Our documentation could be improved. The page describing the
programming language and its type system, in particular, would deserve
some more details, example and a better organization. Nevertheless,
you will find answers to most of your questions there:
  http://savonet.sourceforge.net/doc-svn/language.html

In short, stream*stream is a pair of streams. It's different from a
list, which could have any number of items, not necessarily two. Next,
(?id:string,...)->... is the type of a function that accepts an
optional argument labelled id, of type string.

Surprisingly, there doesn't seem to be any explanation of what 'a
means in the doc! It's polymorphism (think "generics" if you're a java
programmer): 'a denotes a variable that may be substituted by
anything.

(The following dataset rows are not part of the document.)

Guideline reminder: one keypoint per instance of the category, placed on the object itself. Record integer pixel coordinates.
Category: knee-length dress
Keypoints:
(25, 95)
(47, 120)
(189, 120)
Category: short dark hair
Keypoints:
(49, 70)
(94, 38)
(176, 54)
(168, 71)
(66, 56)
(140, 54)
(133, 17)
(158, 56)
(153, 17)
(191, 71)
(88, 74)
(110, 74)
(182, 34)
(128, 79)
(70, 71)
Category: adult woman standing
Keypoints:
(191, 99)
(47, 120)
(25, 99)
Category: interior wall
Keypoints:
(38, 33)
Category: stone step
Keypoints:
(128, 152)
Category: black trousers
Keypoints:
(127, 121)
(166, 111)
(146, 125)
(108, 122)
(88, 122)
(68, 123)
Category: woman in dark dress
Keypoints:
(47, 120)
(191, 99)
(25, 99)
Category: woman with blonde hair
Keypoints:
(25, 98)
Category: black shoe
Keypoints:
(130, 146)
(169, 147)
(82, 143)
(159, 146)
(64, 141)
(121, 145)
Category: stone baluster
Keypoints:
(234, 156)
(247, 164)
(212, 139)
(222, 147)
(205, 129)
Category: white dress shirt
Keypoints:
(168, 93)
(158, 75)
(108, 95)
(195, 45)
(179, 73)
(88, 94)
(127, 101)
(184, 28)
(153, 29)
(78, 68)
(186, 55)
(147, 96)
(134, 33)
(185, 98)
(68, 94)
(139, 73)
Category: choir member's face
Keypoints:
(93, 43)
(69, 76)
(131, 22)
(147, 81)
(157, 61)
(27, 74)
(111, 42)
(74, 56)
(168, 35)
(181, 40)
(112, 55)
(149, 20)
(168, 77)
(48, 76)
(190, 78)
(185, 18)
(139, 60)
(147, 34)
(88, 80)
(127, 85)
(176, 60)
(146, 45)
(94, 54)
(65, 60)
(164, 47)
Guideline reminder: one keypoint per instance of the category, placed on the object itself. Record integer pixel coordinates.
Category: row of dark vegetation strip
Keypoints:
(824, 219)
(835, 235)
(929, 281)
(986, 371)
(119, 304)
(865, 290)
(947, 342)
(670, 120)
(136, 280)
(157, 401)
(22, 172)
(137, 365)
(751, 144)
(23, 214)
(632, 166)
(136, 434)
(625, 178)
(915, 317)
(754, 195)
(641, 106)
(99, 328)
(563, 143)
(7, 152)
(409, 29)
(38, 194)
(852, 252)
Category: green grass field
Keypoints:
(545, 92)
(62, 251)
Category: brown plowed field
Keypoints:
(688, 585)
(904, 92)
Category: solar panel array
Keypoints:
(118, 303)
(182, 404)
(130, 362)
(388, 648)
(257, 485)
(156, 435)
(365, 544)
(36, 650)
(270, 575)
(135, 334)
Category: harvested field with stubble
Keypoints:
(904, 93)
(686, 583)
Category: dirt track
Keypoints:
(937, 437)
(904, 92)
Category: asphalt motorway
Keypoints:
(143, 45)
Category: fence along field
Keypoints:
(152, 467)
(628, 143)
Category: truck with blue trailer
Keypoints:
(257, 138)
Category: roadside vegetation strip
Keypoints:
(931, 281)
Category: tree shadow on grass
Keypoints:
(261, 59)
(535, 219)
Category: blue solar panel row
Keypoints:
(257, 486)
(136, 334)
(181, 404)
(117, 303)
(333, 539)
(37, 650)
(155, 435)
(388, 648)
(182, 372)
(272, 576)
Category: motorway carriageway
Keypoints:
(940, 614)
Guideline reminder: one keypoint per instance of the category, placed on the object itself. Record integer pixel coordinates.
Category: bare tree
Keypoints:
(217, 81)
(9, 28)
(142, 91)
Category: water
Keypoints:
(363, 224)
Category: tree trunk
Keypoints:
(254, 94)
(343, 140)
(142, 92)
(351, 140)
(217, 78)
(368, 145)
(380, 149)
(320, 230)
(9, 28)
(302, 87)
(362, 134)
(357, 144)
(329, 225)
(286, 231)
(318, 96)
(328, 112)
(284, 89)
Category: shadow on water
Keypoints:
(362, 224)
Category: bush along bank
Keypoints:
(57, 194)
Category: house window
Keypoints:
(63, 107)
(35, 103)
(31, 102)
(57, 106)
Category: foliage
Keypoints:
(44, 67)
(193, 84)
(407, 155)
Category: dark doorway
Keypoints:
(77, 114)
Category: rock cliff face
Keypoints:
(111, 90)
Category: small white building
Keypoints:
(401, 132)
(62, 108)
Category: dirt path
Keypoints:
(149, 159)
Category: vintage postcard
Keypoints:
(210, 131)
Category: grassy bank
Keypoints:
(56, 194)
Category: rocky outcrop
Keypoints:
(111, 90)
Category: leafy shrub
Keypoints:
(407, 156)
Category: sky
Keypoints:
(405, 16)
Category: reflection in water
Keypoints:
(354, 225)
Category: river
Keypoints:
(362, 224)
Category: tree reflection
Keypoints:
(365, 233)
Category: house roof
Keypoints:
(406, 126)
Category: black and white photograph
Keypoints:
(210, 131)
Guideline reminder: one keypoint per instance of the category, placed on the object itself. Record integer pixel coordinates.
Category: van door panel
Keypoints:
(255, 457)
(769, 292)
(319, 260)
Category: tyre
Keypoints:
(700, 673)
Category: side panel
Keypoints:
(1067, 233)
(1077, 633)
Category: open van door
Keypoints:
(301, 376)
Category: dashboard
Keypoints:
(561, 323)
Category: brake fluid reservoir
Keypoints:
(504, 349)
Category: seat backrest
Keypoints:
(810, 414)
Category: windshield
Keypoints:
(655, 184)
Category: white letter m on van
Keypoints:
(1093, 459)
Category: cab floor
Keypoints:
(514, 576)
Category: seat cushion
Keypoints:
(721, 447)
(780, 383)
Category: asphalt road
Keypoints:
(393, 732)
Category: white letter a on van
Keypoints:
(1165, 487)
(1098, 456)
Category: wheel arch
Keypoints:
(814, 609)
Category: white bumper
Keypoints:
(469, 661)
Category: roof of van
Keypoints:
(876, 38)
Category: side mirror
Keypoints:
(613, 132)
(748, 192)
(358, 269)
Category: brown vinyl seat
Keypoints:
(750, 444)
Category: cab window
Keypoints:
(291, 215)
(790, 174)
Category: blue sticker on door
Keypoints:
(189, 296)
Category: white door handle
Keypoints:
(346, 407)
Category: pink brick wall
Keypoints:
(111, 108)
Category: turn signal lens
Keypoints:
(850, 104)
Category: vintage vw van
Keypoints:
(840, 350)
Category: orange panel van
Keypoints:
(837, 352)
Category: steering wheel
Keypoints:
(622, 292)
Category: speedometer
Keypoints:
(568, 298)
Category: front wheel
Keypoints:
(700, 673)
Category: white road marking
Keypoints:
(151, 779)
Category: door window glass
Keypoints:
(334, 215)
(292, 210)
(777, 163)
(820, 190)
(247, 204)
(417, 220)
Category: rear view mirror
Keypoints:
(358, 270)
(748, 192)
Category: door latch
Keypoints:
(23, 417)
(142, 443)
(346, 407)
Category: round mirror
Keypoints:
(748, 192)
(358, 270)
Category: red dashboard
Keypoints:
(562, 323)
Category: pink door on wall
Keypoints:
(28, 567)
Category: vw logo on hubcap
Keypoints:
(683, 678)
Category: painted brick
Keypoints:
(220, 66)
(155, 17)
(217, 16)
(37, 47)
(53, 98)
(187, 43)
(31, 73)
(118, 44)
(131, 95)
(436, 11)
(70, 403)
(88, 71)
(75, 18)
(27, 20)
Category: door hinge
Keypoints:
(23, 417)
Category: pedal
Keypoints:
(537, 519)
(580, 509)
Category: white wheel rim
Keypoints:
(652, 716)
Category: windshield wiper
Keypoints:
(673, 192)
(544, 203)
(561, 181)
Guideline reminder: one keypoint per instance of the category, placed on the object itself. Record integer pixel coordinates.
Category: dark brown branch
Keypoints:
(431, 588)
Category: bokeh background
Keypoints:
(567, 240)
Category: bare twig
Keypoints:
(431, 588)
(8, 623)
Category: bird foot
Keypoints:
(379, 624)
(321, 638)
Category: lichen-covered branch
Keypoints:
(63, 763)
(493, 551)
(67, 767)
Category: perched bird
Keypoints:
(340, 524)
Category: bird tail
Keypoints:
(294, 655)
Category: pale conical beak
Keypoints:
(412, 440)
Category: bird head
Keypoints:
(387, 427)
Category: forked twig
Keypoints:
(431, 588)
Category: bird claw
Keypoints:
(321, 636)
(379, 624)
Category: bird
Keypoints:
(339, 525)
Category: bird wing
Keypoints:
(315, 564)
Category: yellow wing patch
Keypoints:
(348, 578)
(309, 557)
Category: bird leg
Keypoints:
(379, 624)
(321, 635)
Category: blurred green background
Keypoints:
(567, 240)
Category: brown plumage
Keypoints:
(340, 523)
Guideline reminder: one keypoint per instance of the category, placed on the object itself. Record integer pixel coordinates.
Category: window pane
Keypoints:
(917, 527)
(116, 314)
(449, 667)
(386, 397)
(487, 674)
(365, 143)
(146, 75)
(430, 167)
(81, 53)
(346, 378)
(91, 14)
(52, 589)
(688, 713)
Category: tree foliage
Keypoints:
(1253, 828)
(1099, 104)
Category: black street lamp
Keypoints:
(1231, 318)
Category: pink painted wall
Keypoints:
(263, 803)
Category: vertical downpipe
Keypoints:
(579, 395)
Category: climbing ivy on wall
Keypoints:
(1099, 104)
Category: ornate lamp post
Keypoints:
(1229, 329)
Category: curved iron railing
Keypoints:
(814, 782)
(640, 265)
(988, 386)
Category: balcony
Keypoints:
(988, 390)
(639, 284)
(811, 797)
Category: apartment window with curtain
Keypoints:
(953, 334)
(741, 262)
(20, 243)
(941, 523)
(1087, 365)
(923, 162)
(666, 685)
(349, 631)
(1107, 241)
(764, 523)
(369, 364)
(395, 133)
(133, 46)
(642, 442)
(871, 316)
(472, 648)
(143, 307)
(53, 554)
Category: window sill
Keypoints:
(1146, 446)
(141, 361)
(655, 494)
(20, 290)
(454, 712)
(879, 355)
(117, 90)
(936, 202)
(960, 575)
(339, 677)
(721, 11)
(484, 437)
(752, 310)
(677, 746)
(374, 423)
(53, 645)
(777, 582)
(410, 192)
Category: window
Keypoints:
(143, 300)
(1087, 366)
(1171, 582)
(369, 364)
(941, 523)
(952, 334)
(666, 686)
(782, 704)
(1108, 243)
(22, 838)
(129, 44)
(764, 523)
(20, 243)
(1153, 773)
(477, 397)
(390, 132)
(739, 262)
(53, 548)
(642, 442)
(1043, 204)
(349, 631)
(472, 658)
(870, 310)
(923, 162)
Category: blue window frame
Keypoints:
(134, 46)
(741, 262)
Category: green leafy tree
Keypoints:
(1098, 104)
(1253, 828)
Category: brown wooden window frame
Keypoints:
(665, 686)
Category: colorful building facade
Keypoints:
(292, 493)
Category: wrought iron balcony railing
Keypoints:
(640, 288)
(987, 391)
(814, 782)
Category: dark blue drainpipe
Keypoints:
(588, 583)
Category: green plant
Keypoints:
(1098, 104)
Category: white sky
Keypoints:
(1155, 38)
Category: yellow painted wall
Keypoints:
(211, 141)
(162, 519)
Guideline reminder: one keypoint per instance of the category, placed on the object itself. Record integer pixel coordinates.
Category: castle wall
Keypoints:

For example, list.length has type (['a])->int, saying that
it accepts one argument of type [X] for any X, and returns an integer.
The first projection, fst, has type (('a*'b))->'a, meaning that it
takes a pair whose elements have any types X and Y respectively, and
returns an element of type X (the type of the first element).

One more thing about functions, if you're familiar to C, Java and such
languages: if you read that a function has type (...)->..., for
example, plus : (int,int)->int, you can think of it as the prototype
int plus(int x, int y) -- the names x and y are irrelevant.

I hope this helps. Don't hesitate to ask more questions, propose tutorials, etc.